Changing Doctors, Changing Outcomes
The book ends with a section adapted from a lecture which Gawande gave to a class of medical students. In it, he expounds on a list of five suggestions “for how one might make a worthy difference, for how one might become, in other words, a positive deviant.”
The points that he makes reinforce the core contradiction around which much of the book spins. Improving medical care is a matter of improving systems, of diligence, of efficiency, of learning basic lessons and applying them without fail. Just as important, however, he stresses the human dimension, for doctors as much as for patients.
Here are just the final two suggestions he gives. The fourth one is “write something,” a suggestion understandably congenial to a writer. “By soliciting modest contributions from the many,” he argues, “we have produced a store of collective know-how with far greater power than any individual could have achieved.” Thus we improve the system.

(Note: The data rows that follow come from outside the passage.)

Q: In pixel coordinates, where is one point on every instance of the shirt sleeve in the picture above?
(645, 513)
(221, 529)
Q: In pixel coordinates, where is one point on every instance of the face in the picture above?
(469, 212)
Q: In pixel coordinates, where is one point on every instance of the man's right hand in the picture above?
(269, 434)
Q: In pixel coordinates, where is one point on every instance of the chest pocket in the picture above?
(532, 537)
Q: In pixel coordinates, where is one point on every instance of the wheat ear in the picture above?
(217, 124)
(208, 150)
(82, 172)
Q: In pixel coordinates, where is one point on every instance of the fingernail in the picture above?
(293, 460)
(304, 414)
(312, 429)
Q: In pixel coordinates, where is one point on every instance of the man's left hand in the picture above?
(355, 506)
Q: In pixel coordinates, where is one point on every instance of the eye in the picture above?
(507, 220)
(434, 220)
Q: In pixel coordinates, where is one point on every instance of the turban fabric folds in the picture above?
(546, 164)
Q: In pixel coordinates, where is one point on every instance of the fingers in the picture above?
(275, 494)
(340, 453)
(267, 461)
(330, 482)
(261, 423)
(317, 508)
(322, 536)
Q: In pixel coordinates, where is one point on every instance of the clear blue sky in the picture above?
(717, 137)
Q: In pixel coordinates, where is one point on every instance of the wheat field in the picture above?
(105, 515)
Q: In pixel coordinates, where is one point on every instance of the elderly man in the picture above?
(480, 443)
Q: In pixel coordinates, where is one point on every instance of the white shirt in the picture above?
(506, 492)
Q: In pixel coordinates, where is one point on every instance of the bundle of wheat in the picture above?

But he adds, on a personal note, “Writing lets you step back and think through a problem. Even the angriest rant forces the writer to achieve a degree of thoughtfulness.” Thus we improve ourselves.
The fifth suggestion is simple: Change. “I am not saying you should embrace every new trend that comes along,” Gawande cautions. “But be willing to recognize the inadequacies in what you do and to seek out solutions. As successful as medicine is, it remains replete with uncertainties and failure. This is what makes it human, at times painful, and also so worthwhile.” As true as that might be in medicine, it applies to so much else in human endeavors.